This post is available as a podcast at: https://podcasters.spotify.com/pod/show/s-p01/episodes/Therapy-e290rl8
We, as a society, are realizing that we all need therapy. It’s a path to ourselves. It helps us manage and grow. If we seek to be the best version of ourselves, it helps us get there. I started therapy when I was a kid, when my parents got divorced. It was mandatory, and in many ways I am grateful for it. Therapy helped me through a lot of my chaotic childhood. At the time, it felt like I was just sitting and talking with someone regularly; I didn’t see the value of the platform that I do today. This seemed like the best follow up to grief, because it is in grief that a lot of people first seek therapy.
I expect that I will be in therapy for the rest of my life, however infrequently. I’m always processing, always working on my growth. I stagnate when I go too long without therapy, it keeps me in check. Good friends help a lot, but that isn’t their job. I’ve done a lot of reading, perhaps you can tell, haha. I read that the most important component in therapy is the relationship between the patient and the therapist. An excellent therapist who doesn’t connect with a patient is not going to serve them as well as a therapist that is able to build a connection and trust with them.
Therapy is a lot of work on the patient side. The older attitude of walking into a therapist’s office and saying “okay, fix me” has always been short-sighted. The therapist is a guide, not a fixer. The patient does all the fixing, the therapist just helps them with insights, ideas, and work that can help the patient make the breakthroughs necessary to improve their outlook, perspective, or experience in the world and with themselves. If you’ve done much therapy – you already know this.
I started therapy when my parents got divorced, it was mandated by the court. I don’t know why it was mandated, but I’m grateful for it. That was dedicated time to me and my processing of my parents’ divorce. I was 9, and I genuinely thought their divorce was my fault. I knew that I manipulated them to get things that I wanted (all kids do!) I had internalized guilt, not just pain from the loss of a “family.” Honestly, there was more peace with my parents apart.
I’m not sure that everyone gets this, but I’m going to say it for anyone who doesn’t. My parents fought a LOT. I remember the mornings getting ready for school and hearing them shouting from the back room of our home. I remember running back to my room, throwing myself on the bed, and crying. The divorce was hard on both of them, and me, but there was less fighting. My mom struggled more with the outward emotions of anger and sadness. I was also around her more, so that could be a symptom of the time I spent around them. My mom wanted to scream, kick, and cry, but my dad shrunk away in bitterness and resentment.
I never minded the separate homes, changing from one home to another wasn’t the difficulty. The difficulty was in how my parents treated and talked about each other. They had built up so much pain between them that there was no peace between them. In many ways, there still isn’t. As a child who grew up in a home with parents that fought – the separation was better. I only wish they had been able to separate more amicably. So, when I had to separate from a husband with my child, I knew the biggest hurdle was going to be how I interacted with my ex-husband.
Children suffer in divorce, but honestly, they suffer because their parents are unhappy. Being a parent and a child of divorce, the best gift I can give my child is happy parents.

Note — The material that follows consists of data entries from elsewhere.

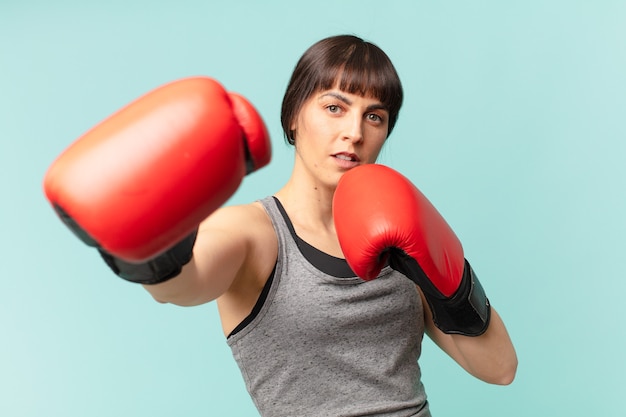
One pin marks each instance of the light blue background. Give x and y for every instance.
(513, 125)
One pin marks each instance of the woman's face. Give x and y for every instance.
(336, 131)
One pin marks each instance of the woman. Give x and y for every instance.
(310, 337)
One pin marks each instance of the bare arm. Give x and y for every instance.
(490, 357)
(226, 252)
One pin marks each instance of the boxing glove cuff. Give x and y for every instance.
(467, 312)
(165, 266)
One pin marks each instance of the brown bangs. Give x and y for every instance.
(348, 63)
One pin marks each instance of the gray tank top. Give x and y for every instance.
(322, 345)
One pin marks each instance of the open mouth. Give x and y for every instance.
(347, 157)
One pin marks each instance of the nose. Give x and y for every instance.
(353, 130)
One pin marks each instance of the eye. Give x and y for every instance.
(373, 117)
(333, 108)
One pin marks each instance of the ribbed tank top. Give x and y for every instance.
(323, 345)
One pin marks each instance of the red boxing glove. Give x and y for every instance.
(381, 217)
(143, 179)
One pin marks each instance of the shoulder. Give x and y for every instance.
(247, 219)
(247, 227)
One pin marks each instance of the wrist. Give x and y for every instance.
(161, 268)
(467, 312)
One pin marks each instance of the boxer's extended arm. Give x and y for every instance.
(138, 184)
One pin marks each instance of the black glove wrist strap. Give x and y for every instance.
(163, 267)
(467, 312)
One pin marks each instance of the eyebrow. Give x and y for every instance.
(346, 100)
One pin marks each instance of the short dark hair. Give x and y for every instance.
(363, 69)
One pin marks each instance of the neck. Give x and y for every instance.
(308, 201)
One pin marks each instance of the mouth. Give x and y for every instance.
(345, 156)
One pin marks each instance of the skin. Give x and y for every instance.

Regardless of the pain or difficulty. I’m going to try and keep the peace. The fighting is the real problem. How we treat each other matters, and our children do not need to suffer our pains.
My story this week is about a visit with my therapist during my parents’ divorce.
I think therapy with children must be more difficult than adults. When children are suffering, it hurts me deeper than adults. I think that’s universal. We understand that children are not responsible for themselves, not in the way adults are, anyway. Their behaviors are addressed as a symptom of underlying problems or pain from their environment. This is true of adults, but somehow we see it more clearly in kids. Maybe it’s the innocence?
I went to therapy a lot. I would tell them about my week, my interests, my experiences. I remember a lot of toys sitting around for kids to play with in therapy. I didn’t usually play. I sat, curled up on a chair. Sometimes I brought stuff to do with me if there was a wait. I remember liking my therapist, but feeling rather distanced from her. I know that the experience helped me learn a lot and become more introspective.
One day I did play with the toys. There was a 3×3 puzzle toy, like a flat Rubic’s cube, and I sort of fell in love with it. I don’t remember if she gave it to me because I loved it so much, or if I got one as a gift because I loved the one at my therapist’s office. I kept the one I got, though. It had a blue background and a black and white cat. I wish I knew where it went, but I don’t think I have it anymore. It’s amazing the things that we carry with us.
If you’re struggling and you want to improve, go to therapy.
Find some happiness this week. With Love, -S.